Josep el hípster persiste tanto en su soflama que logra cohibir a sus compadres; lo consigue a base de blandir el argumento de que le hace una ilusión desbordante visitar determinado museo que cierra pronto, al cual le parece intolerable asistir solo.
Pelayo el fiestero acude con él, además de vivirla con una emoción inusitada, con un fervor insólito, inenarrable; ilusión que le espolea a enfilar la cola del confesionario, lugar al que no asistía desde hace más de siete años. Garcilaso, también, se confiesa, dado que se había fundido en un lujurioso beso con una florentina la noche anterior.

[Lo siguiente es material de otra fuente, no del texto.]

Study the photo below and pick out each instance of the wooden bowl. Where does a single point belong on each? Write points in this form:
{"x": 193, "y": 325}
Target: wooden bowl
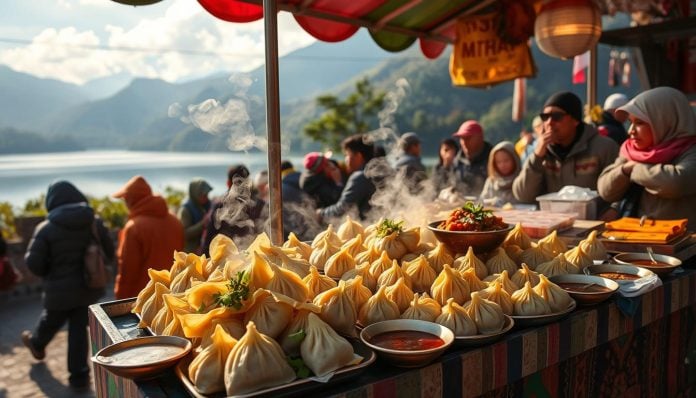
{"x": 666, "y": 264}
{"x": 407, "y": 358}
{"x": 577, "y": 286}
{"x": 460, "y": 241}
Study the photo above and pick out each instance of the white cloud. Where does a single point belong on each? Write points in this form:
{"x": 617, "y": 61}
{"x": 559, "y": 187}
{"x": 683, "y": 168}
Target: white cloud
{"x": 72, "y": 53}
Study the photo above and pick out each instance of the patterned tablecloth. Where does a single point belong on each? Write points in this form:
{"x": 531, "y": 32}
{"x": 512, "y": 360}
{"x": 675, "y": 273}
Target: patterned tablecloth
{"x": 642, "y": 346}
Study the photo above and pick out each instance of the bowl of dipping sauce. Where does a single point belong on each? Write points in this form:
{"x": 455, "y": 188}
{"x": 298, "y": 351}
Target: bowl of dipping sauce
{"x": 619, "y": 273}
{"x": 663, "y": 266}
{"x": 407, "y": 343}
{"x": 143, "y": 357}
{"x": 586, "y": 289}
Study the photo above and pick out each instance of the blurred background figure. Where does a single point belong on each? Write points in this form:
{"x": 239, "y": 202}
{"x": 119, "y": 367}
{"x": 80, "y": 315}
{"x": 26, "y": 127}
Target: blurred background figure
{"x": 321, "y": 179}
{"x": 472, "y": 161}
{"x": 656, "y": 167}
{"x": 612, "y": 124}
{"x": 56, "y": 254}
{"x": 193, "y": 214}
{"x": 408, "y": 163}
{"x": 444, "y": 173}
{"x": 148, "y": 240}
{"x": 238, "y": 214}
{"x": 503, "y": 166}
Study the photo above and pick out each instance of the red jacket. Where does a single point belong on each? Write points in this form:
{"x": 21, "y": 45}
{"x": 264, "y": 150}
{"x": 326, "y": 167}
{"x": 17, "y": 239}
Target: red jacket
{"x": 148, "y": 240}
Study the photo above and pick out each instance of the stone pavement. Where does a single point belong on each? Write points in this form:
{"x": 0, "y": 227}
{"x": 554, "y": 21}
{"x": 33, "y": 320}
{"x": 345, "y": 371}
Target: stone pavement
{"x": 20, "y": 374}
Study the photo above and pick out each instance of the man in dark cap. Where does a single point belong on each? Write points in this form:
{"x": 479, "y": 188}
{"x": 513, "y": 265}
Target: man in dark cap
{"x": 567, "y": 152}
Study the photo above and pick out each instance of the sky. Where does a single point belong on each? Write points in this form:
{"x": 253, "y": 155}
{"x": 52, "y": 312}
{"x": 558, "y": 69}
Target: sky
{"x": 175, "y": 40}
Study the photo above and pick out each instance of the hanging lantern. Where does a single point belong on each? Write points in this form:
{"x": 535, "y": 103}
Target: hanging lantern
{"x": 566, "y": 28}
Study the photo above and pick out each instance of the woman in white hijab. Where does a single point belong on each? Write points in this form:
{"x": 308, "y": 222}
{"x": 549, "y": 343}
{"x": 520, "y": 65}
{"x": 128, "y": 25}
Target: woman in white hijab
{"x": 655, "y": 173}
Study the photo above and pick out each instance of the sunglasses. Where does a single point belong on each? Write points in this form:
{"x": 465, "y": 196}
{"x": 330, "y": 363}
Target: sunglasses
{"x": 555, "y": 116}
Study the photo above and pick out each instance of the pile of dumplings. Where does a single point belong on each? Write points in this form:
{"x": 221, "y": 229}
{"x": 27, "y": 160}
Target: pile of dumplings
{"x": 349, "y": 276}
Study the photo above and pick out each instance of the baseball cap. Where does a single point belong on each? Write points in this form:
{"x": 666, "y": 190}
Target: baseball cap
{"x": 469, "y": 128}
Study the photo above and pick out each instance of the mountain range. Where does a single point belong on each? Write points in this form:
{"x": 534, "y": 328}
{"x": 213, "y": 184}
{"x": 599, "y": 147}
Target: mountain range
{"x": 38, "y": 115}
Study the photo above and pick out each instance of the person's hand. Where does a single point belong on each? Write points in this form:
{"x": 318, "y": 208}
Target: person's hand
{"x": 627, "y": 168}
{"x": 545, "y": 138}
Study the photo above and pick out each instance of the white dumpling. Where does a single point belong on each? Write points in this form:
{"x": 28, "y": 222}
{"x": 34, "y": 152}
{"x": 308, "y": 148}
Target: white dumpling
{"x": 322, "y": 349}
{"x": 247, "y": 368}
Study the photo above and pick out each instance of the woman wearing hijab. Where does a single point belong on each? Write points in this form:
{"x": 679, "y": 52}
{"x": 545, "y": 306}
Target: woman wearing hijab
{"x": 56, "y": 254}
{"x": 655, "y": 172}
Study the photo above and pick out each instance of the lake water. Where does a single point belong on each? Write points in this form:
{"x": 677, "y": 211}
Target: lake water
{"x": 100, "y": 173}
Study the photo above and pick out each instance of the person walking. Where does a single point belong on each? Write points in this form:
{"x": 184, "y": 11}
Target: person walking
{"x": 148, "y": 240}
{"x": 192, "y": 214}
{"x": 56, "y": 254}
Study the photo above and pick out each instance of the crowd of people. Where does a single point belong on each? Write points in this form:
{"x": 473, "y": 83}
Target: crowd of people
{"x": 645, "y": 170}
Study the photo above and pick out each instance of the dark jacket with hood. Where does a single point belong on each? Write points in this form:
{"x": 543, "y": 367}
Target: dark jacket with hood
{"x": 57, "y": 248}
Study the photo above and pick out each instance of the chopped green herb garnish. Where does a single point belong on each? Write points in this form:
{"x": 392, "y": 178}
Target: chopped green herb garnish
{"x": 298, "y": 365}
{"x": 388, "y": 227}
{"x": 237, "y": 291}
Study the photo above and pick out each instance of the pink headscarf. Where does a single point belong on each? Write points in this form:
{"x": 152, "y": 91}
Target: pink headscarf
{"x": 672, "y": 120}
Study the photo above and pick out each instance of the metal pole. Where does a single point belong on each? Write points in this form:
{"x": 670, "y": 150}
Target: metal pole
{"x": 592, "y": 78}
{"x": 273, "y": 120}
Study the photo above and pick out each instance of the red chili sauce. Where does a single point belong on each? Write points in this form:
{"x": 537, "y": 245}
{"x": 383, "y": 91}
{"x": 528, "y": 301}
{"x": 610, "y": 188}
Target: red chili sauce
{"x": 649, "y": 263}
{"x": 407, "y": 340}
{"x": 583, "y": 288}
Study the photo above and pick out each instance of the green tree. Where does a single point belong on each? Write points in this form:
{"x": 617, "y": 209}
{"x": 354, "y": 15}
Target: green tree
{"x": 354, "y": 115}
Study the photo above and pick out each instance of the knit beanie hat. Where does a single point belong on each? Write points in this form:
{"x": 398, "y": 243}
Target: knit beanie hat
{"x": 567, "y": 101}
{"x": 315, "y": 162}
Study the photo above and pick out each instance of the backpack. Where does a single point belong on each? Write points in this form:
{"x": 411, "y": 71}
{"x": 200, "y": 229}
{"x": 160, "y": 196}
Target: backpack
{"x": 95, "y": 272}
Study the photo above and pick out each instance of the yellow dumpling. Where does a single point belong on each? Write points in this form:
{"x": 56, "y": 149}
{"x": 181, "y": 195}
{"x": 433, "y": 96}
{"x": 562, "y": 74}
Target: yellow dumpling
{"x": 392, "y": 274}
{"x": 498, "y": 295}
{"x": 317, "y": 283}
{"x": 594, "y": 247}
{"x": 247, "y": 368}
{"x": 558, "y": 266}
{"x": 526, "y": 302}
{"x": 487, "y": 315}
{"x": 553, "y": 244}
{"x": 363, "y": 270}
{"x": 207, "y": 369}
{"x": 378, "y": 308}
{"x": 500, "y": 262}
{"x": 469, "y": 260}
{"x": 423, "y": 308}
{"x": 350, "y": 229}
{"x": 303, "y": 249}
{"x": 455, "y": 317}
{"x": 439, "y": 256}
{"x": 524, "y": 275}
{"x": 400, "y": 294}
{"x": 518, "y": 237}
{"x": 338, "y": 264}
{"x": 421, "y": 273}
{"x": 449, "y": 284}
{"x": 338, "y": 308}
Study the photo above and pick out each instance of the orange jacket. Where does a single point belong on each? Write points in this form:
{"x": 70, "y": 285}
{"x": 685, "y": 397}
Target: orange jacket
{"x": 148, "y": 240}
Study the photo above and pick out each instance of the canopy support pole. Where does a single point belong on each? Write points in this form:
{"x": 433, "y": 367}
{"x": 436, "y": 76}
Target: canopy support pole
{"x": 270, "y": 21}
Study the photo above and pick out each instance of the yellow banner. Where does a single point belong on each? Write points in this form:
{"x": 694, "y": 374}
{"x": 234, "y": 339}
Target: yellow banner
{"x": 481, "y": 58}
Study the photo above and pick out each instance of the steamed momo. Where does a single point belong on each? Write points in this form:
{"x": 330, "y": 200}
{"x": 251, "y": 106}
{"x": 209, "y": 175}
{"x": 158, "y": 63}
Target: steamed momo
{"x": 449, "y": 284}
{"x": 558, "y": 299}
{"x": 469, "y": 260}
{"x": 487, "y": 315}
{"x": 526, "y": 302}
{"x": 322, "y": 349}
{"x": 378, "y": 308}
{"x": 421, "y": 273}
{"x": 455, "y": 317}
{"x": 207, "y": 369}
{"x": 247, "y": 368}
{"x": 594, "y": 247}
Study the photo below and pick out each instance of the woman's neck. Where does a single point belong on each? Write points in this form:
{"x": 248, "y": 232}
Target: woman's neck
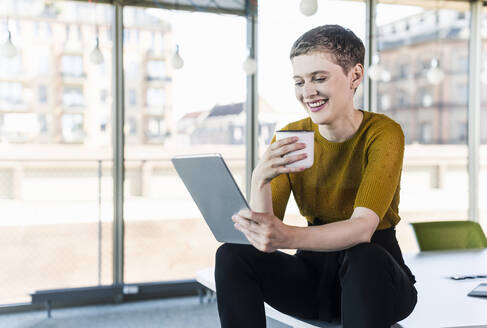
{"x": 343, "y": 128}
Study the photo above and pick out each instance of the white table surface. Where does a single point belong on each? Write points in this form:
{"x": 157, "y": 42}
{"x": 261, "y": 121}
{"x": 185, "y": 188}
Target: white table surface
{"x": 443, "y": 302}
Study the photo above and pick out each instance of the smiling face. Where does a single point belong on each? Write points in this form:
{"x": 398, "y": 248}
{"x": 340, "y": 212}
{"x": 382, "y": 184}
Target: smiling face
{"x": 323, "y": 88}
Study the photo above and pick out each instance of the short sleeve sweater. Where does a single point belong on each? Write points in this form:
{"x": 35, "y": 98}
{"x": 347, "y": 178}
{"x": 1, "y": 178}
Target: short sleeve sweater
{"x": 363, "y": 171}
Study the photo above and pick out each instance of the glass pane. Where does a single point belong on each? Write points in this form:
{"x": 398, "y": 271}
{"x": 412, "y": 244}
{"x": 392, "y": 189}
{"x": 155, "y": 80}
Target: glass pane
{"x": 483, "y": 123}
{"x": 423, "y": 57}
{"x": 197, "y": 109}
{"x": 277, "y": 33}
{"x": 55, "y": 149}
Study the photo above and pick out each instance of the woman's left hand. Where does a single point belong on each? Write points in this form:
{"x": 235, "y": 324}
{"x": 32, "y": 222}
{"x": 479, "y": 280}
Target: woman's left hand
{"x": 264, "y": 231}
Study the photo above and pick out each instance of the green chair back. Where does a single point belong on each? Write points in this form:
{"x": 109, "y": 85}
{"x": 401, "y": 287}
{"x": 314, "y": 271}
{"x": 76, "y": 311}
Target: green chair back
{"x": 443, "y": 235}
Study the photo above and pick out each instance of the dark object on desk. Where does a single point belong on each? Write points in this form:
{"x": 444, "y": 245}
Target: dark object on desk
{"x": 479, "y": 291}
{"x": 444, "y": 235}
{"x": 478, "y": 276}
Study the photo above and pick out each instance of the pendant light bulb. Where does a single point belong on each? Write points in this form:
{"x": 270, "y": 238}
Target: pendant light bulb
{"x": 96, "y": 56}
{"x": 250, "y": 66}
{"x": 8, "y": 49}
{"x": 435, "y": 75}
{"x": 376, "y": 70}
{"x": 308, "y": 7}
{"x": 176, "y": 61}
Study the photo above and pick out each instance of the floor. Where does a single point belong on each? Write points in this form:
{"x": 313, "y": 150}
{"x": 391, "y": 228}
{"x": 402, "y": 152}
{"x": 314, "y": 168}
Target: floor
{"x": 172, "y": 313}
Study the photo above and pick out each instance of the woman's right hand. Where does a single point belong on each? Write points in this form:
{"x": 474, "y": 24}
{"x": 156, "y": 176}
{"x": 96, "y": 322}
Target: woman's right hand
{"x": 273, "y": 161}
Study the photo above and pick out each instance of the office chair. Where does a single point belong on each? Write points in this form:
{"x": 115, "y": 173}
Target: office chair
{"x": 443, "y": 235}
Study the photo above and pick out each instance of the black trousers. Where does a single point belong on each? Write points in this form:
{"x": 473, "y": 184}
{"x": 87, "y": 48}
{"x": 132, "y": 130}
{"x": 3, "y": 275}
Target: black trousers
{"x": 363, "y": 286}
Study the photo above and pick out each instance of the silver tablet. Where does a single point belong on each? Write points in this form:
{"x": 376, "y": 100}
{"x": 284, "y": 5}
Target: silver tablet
{"x": 215, "y": 192}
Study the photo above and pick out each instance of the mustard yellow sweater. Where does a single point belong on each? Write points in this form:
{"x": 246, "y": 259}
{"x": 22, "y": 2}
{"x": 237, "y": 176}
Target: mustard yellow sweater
{"x": 364, "y": 171}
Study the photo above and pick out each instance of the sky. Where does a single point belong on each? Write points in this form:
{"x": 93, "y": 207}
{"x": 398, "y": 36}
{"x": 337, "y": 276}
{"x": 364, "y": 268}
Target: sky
{"x": 213, "y": 47}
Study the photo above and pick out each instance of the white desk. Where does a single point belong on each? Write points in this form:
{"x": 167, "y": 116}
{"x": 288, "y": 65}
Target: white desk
{"x": 443, "y": 302}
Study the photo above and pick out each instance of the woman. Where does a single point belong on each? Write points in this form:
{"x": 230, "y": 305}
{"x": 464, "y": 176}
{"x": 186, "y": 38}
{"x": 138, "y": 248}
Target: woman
{"x": 348, "y": 266}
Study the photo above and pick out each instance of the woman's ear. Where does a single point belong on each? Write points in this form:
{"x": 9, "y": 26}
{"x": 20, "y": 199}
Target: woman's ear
{"x": 357, "y": 76}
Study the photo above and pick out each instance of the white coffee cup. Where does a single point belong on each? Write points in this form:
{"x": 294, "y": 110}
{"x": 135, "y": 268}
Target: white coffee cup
{"x": 304, "y": 136}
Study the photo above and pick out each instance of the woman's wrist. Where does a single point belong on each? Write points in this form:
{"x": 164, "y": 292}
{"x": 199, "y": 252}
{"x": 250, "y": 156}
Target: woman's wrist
{"x": 258, "y": 181}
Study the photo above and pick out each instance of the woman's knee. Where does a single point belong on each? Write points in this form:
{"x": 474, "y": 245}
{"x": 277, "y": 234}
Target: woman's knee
{"x": 231, "y": 256}
{"x": 366, "y": 259}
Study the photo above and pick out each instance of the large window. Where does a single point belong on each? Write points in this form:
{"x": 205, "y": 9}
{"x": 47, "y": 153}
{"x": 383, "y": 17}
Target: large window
{"x": 55, "y": 161}
{"x": 483, "y": 122}
{"x": 197, "y": 109}
{"x": 431, "y": 110}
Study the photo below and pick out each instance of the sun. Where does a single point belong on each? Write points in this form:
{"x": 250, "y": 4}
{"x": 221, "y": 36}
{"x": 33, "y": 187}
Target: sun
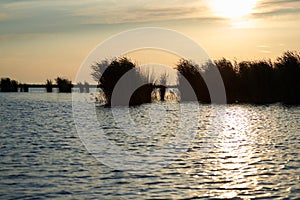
{"x": 232, "y": 9}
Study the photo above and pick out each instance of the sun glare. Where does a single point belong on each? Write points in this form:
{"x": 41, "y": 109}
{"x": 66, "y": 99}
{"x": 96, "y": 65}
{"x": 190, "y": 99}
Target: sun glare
{"x": 232, "y": 9}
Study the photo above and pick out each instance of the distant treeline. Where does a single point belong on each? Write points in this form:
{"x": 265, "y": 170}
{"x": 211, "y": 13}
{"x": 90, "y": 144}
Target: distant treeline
{"x": 259, "y": 82}
{"x": 63, "y": 85}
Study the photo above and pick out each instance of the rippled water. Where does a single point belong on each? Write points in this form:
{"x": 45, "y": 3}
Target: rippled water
{"x": 237, "y": 151}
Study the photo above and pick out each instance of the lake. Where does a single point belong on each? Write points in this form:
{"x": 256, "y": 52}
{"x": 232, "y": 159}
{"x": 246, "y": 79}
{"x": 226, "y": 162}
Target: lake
{"x": 228, "y": 151}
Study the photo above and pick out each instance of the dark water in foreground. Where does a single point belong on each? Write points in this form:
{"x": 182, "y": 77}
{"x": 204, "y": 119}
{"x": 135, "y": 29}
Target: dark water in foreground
{"x": 254, "y": 155}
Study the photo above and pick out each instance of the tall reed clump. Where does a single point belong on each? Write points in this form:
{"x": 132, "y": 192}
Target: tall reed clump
{"x": 258, "y": 82}
{"x": 109, "y": 73}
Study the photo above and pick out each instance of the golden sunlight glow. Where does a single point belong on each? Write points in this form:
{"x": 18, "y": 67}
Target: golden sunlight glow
{"x": 232, "y": 9}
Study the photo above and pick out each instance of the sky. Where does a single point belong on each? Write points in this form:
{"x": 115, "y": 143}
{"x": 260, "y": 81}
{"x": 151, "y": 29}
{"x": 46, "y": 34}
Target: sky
{"x": 41, "y": 39}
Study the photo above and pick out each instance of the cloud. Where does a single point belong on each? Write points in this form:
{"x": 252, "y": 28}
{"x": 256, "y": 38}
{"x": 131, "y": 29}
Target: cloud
{"x": 45, "y": 16}
{"x": 278, "y": 8}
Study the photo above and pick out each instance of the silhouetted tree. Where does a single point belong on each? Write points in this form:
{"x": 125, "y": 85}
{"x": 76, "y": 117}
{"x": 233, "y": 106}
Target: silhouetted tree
{"x": 288, "y": 77}
{"x": 163, "y": 83}
{"x": 64, "y": 85}
{"x": 86, "y": 87}
{"x": 107, "y": 74}
{"x": 49, "y": 85}
{"x": 229, "y": 76}
{"x": 191, "y": 82}
{"x": 8, "y": 85}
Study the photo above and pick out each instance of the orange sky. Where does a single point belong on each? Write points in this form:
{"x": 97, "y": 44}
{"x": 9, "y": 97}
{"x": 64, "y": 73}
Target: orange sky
{"x": 41, "y": 40}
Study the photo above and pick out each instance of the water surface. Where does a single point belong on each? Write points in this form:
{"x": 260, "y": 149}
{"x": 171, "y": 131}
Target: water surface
{"x": 241, "y": 151}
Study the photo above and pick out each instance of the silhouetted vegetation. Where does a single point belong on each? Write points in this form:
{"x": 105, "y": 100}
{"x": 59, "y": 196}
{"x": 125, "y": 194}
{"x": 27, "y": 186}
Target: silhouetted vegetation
{"x": 49, "y": 85}
{"x": 258, "y": 82}
{"x": 8, "y": 85}
{"x": 107, "y": 74}
{"x": 64, "y": 85}
{"x": 191, "y": 83}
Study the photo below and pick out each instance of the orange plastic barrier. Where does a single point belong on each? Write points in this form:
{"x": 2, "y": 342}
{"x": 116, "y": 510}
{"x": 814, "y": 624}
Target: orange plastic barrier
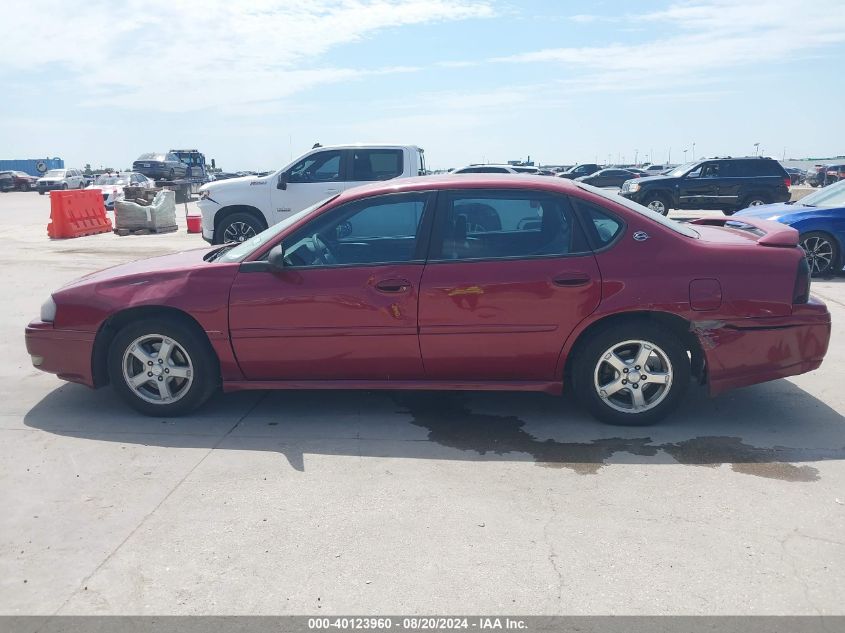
{"x": 77, "y": 213}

Ya es lunes. Este tríptico multiforme de amigos tiene que volver a Madrid. El avión sale a las cinco de la tarde, pero el cargante de Josep el hípster insiste en llegar al aeropuerto a las doce la mañana; arguyendo que le genera “picos de ansiedad” no arribar en los sitios con una antelación muy holgada. Sus compañeros de viaje, sumidos en un éxtasis de resignación, se vuelven a curvar ante su despótica voluntad.
Aunque Garcilaso el cofrade y Pelayo el fiestero estuviesen hasta las narices de las manías de su amigo hípster, no cayeron en la tentación de ponerle la cruz; ni siquiera de negarse a volver a viajar con él. Aparte de ser buenos amigos, consideran que Josep, también, lo es, por lo que se inclinan por pasar por alto sus rarezas.
“Garcilaso, tú que eres muy religioso, no te caracterizas por tener una conducta moralista. No te gusta sermonear a los demás, incomodarles, ni meter las narices donde no te llaman. Tampoco despedazas a los que conocemos cuando cometen un mal acto. Más bien, exudas compasión, misericordia.
En cambio, Josep, quien se encuentra resabiado de ideas progres, se pasa el día no sólo diciendo a los otros lo que tienen que hacer, sino imponiendo su voluntad sin miramientos ni contemplaciones.
Le tengo mucho cariño y le considero buena persona, pero ello no quita que sea un pelmazo de alta competición.
Se pasa el día midiendo, con escrupulosa precisión, la salubridad de lo que come y lo que bebe; mientras tú disfrutas del vino y la comida.
Experimenta un sufrimiento en carne viva a diario en el gimnasio, todo por conservar una imagen socialmente bien vista; mientras tú acostumbras a dar plácidos paseos contemplativos.
Se afana por devorar noticias que no le importan, con el objetivo de dar la sensación de que está más enterado que el resto; mientras tú te sumerges en lecturas poco convencionales, que sí te colman.
Se adhiere a corrientes ideológicas que están de moda para recibir la aceptación de sus coetáneos; mientras a ti hasta te reporta placer disentir de la mayoría.
Siempre calibra, con escuadra y cartabón, cualquier opinión que brote de sus labios, en aras de prevenir que nadie le pueda calificar de ‘raro’; mientras que tú gozas de la libertad de hacer diametralmente lo contrario”.
Tú, Garcilaso, en fondo, haces bastante lo que quieres. Francamente, incluso desde un punto de vista hedonista, placentero, prefiero vivir con tu cristiana rectitud que con la supuesta heterodoxia de Josep; quien, a la postre, es más escrupuloso que heterodoxo.
Moraleja I: Mientras que la rectitud moral y el moralismo empiezan siendo sinónimos y se acaban convirtiendo en antónimos, el libertinaje y el puritanismo comienzan siendo antónimos y se terminan transformando en sinónimos.
Moraleja II: El libertinaje es la antesala del puritanismo; puesto que al dejar vacía la recta moralidad, acaba ocupando dicho vacío una moral mucho más incompasiva y por ende, puritana.
Moraleja III: Quien tacha a los católicos devotos de moralistas, suele convertirse en mucho más puritano que ellos.